Monday, November 18, 2013

CRAZY #78

This was the cover of the September 1981 issue of Crazy. The cover showcases their parody of Any Which Way You Can, the sequel to Every Which Way But Loose
Besides their recurring character Teen-Hulk, they introduced the character of Baby Hulk, most likely to have a trademark on both.
Here's their parody of Any Which Way You Can.
This issue introduces the character of Dirk McGurk, who writes bad book reports and school papers. It was probably created so readers would feel good about themselves, or maybe so editors could fill up pages without having to draw.

In real life this would get a D. No matter how bad a report is, no teacher I know would ever give an F to anyone that shows they actually read the book.
Mary Wilshire
Ralph Reese
Another Kinetic Kids feature with a strip on two pages that were supposed to be turned back and forth fast to simulate animation.
Sequel by Paul Kirchner to the previous article Marvel Superheroes That Didn't Make It. They used a lot of Wally Wood assistants like him and Reese in the magazine, probably because editor Larry Hama was one.
Parody of Lou Grant
I don't know if this was a parody of something. Crazy did a lot of pieces where they seemed to think child abuse was funny. Maybe a lot of contributors were abused.

The art is by Marie Severin.

Monday, November 11, 2013

CRAZY #77

Excerpts from the August 1981 issue of Crazy:
Parody of the 1980 movie version of Popeye.
By this time, Neal Adams wasn't really doing much commercial comics work for reasons of creators' rights, though he did continue to hang around people in the field and participate when creators' rights weren't an issue.
Vic Martin art
Contribution from the late Peter Bramley
The panoramic spread across two pages with jokes about the particular location was something started by Mad in the mid-seventies, and discontinued, though it was used by other humor magazines into the mid-80s.

Art by Ned Sonntag.
Initially something where you would flip the pages back and forth.
Mary Wilshire
Around this time, Crazy would parody popular songs in the guise of a Midnight Special spoof. Here they parodied Queen's ”Another One Bites the Dust”
One of a few parodies they did of The Love Boat
Probably by Paul Kirchner

Monday, November 4, 2013

CRAZY #75

The July 1981 issue of Crazy has their parody of the 1980 movie version of Flash Gordon punning Ming's line “Puny earthlings, who will save you now?” they used in most ads for the movie.
The characters in the Starsky and Hutch parody are supposed to be Cannon and Ironside.
Mary Wilshire
The Kinetic Kids was a feature by Stephen Mellor in which the pages were to be flipped back and forth to simulate animation.
Years ago in college my friend Marc and I met Michael Carlin (whom I've worked with since) at a cartoonist alumni retrospective and told him we recognized his work from Crazy, for which he was one of the primary contributors. His response was “I should give you your money back”
They used Howard the Duck as one of their running features. In earlier issues under a different editor they were one-page jokes that could have featured anyone, but this was their attempt to tie it back to the spirit of the original strip before it was buried permanently by the movie version.
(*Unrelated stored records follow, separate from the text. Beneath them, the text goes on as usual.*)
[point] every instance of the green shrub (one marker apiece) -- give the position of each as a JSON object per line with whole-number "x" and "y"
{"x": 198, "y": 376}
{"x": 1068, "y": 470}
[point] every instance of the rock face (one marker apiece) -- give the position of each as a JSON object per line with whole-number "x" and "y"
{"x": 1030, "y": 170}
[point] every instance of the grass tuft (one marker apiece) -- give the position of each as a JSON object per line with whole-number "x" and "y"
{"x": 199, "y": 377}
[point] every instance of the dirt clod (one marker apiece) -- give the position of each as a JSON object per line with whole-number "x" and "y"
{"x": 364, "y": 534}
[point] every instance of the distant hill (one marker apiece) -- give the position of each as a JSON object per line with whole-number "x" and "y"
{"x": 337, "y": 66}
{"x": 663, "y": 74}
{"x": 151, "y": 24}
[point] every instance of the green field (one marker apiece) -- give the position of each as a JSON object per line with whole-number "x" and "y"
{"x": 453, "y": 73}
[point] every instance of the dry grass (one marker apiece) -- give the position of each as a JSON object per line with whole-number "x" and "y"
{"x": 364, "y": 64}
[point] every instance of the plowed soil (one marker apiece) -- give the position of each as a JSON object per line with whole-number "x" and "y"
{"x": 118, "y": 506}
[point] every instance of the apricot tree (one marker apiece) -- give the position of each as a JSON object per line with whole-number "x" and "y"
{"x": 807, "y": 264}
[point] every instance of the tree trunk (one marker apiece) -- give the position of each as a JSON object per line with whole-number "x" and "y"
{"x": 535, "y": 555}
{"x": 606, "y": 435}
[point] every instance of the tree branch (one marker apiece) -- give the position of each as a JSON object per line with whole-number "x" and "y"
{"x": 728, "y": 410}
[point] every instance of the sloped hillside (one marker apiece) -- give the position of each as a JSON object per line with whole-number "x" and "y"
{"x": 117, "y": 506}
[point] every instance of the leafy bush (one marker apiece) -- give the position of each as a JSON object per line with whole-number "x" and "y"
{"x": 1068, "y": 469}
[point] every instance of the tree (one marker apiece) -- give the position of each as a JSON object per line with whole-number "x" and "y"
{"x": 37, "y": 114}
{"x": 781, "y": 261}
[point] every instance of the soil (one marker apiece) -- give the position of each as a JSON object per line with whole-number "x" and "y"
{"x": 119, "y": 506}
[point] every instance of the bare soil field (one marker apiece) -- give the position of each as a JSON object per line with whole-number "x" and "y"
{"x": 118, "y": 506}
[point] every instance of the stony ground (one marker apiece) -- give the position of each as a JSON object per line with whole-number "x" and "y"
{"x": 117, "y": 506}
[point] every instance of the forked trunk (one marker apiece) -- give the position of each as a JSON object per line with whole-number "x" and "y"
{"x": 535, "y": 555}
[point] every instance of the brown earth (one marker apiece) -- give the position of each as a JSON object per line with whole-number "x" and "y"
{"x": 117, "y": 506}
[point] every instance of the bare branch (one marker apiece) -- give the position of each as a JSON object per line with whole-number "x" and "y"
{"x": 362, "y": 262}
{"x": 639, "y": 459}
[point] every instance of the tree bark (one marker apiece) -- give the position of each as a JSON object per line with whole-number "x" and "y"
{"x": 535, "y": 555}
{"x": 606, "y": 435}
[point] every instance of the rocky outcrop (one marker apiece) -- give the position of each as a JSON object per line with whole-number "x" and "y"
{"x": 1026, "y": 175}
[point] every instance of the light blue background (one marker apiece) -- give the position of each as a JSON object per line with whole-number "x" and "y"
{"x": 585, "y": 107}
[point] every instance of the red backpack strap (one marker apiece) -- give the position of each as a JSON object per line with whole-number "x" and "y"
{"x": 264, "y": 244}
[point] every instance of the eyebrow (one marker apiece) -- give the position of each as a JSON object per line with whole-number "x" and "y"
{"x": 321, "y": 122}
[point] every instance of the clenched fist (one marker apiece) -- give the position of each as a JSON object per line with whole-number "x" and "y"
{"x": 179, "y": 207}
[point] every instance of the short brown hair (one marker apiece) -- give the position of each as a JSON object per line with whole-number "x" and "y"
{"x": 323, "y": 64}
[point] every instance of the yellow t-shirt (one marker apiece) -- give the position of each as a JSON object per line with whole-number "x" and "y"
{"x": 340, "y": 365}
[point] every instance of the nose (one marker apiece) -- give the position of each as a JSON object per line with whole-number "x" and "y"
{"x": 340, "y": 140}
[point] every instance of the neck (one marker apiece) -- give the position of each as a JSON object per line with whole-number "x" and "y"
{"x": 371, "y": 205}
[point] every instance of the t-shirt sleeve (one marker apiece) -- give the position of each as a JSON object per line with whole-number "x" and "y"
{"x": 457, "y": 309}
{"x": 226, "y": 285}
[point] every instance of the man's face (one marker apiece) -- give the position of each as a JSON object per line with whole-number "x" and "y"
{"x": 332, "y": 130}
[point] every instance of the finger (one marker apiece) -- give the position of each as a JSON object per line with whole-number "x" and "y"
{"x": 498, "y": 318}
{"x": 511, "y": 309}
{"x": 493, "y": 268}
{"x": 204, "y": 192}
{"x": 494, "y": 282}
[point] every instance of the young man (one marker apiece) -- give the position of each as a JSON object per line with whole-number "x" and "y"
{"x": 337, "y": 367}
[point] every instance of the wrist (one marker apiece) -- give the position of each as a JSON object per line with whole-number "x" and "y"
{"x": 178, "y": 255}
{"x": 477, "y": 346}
“Bite the Wax Tadpole” was an urban legend about how Coca-Cola allegedly was originally translated when they tried to market it to China.
Parody of Battle of the Network Stars, TV's bridge between “jiggle TV” and reality TV.
At the time, most comic books had ads for Hostess cakes of their characters. I believe this was by Paul Kirchner.

Monday, October 14, 2013

CRAZY #71

Highlights from the February 1981 issue of Crazy from February 1981.

This cover by Bob Larkin is the final appearance of The Nebbish as their mascot which their new editor was replacing with Obnoxio the Clown to better tie the magazine in with the Marvel Universe. It's also a pre-cursor to the now-clichéd “evil clown” archetype.
Parody of the Blues Brothers movie.
Arnoldo Franchioni
In keeping a “Mike Mine Marvel” slant in the magazine, there was this article by Paul Kirchner, known primarily for The Bus.
Mary Wilshire doing their recurring “Fantasy vs. Reality” feature.
This is the first gif I made. I'm so proud.

Actually, it's no big deal. I did it because this new feature by Steve Mellor required you to flip the pages back and forth to create the effect of animation.
Howard Cruse.
Parody of WKRP In Cincinatti, one of the many sitcoms that makes smaller cities seem like cool places to live.

A long time ago I printed a letter from someone in Magic Whistle about this very article. It said in part: “[...] inside it looks like I drew nipples on all the female characters' breasts with a blue felt-tip pen. Not even nipples really, just blue dots. The Kent Gamble-drawn Loni Anderson looks particularly fetching”
After the cancellation of Sick magazine, Jack Sparling found a home in Crazy for the silent one-page feature he was doing for them.
Parody of the ads for the fact cards Grolier used to advertise. The art for this was done by Ed Davis.